Rensic snarled, cutting down a hound with a vicious stroke. "Nonsense! They're beasts, nothing more!" 

But Alden's gut twisted. The hounds moved with precision, as if guided by a single will. And then he saw it — perched high on a twisted branch above the battlefield. 

A crow. 

Its feathers gleamed like oil in the torchlight, its eyes two pinpricks of unnatural red. It did not move, did not caw, but the hounds seemed to shift with every tilt of its head. 

Alden's blood ran cold. This was no ordinary bird. It was watching. Controlling. 

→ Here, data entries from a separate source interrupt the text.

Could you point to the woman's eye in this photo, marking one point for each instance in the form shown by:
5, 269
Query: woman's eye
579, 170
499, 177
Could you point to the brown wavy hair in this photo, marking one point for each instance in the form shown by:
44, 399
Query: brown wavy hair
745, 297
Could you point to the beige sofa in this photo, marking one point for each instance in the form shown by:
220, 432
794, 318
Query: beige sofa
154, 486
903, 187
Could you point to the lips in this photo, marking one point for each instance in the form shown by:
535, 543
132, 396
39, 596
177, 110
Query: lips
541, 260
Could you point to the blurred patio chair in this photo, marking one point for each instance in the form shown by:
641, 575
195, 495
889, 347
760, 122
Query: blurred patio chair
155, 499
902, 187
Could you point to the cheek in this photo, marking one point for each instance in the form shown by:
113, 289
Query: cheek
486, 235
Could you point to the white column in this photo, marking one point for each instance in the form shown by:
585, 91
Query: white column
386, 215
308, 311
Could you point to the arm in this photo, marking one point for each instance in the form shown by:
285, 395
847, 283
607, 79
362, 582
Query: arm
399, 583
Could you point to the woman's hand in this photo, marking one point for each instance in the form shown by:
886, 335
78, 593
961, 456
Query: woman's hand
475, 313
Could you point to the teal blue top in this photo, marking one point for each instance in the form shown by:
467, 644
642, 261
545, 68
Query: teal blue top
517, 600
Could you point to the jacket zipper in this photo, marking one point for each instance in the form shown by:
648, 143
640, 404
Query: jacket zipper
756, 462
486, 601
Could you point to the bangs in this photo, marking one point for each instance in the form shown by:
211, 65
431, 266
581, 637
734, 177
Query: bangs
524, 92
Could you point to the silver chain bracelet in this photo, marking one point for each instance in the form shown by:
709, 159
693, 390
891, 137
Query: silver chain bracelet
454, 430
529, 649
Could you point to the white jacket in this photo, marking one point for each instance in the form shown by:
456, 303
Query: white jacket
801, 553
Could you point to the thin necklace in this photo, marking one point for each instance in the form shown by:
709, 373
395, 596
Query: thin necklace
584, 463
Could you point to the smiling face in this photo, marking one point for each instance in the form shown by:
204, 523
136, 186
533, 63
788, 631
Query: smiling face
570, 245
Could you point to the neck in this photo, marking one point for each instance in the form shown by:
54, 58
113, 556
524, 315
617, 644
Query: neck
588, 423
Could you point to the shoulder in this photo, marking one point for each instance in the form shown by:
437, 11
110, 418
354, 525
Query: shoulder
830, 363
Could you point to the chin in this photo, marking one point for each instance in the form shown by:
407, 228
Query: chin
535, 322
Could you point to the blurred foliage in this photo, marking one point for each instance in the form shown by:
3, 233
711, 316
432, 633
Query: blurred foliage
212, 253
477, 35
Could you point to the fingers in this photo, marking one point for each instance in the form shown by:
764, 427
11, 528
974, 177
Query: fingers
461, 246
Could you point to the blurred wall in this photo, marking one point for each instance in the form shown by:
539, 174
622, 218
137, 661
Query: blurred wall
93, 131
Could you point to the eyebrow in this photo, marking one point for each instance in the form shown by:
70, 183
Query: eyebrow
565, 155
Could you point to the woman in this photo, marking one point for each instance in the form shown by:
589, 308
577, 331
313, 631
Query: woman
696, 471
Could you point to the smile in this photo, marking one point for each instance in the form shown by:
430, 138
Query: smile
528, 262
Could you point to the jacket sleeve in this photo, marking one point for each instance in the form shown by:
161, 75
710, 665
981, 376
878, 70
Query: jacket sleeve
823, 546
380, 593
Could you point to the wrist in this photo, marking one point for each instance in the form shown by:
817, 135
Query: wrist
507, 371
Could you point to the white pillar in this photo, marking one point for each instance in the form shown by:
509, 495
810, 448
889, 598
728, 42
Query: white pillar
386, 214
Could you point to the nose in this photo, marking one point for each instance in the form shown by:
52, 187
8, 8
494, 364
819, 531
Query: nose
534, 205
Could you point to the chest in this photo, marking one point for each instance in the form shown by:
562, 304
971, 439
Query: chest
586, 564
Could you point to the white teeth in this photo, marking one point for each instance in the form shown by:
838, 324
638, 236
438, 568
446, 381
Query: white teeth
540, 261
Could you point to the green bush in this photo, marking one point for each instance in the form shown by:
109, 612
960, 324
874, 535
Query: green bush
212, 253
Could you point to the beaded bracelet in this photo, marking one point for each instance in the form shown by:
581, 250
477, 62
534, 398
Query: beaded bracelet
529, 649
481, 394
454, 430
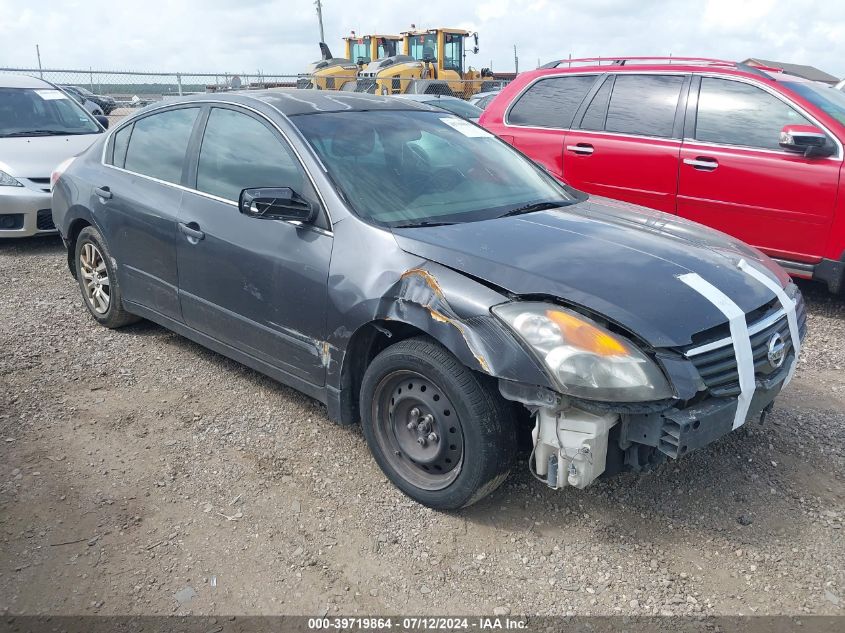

One soldier screamed as a hound's shadow wrapped around his legs, dragging him into the fog. Another vanished with a gurgled cry, his torch snuffed out in an instant. The formation broke. Panic spread. 

The hounds pressed harder, scattering the survivors into splintered groups, driving them deeper into unfamiliar ground — away from the ruins, away from Lucan, away from the truth they sought. 

Rensic's fury burned hotter with every step, but Alden's dread only grew. They weren't chasing Lucan anymore. They were being banished from him. 

And above them, the crow spread its wings, a silent sentinel in the mist. Its gaze never wavered, as though another pair of eyes — far away — was watching through it.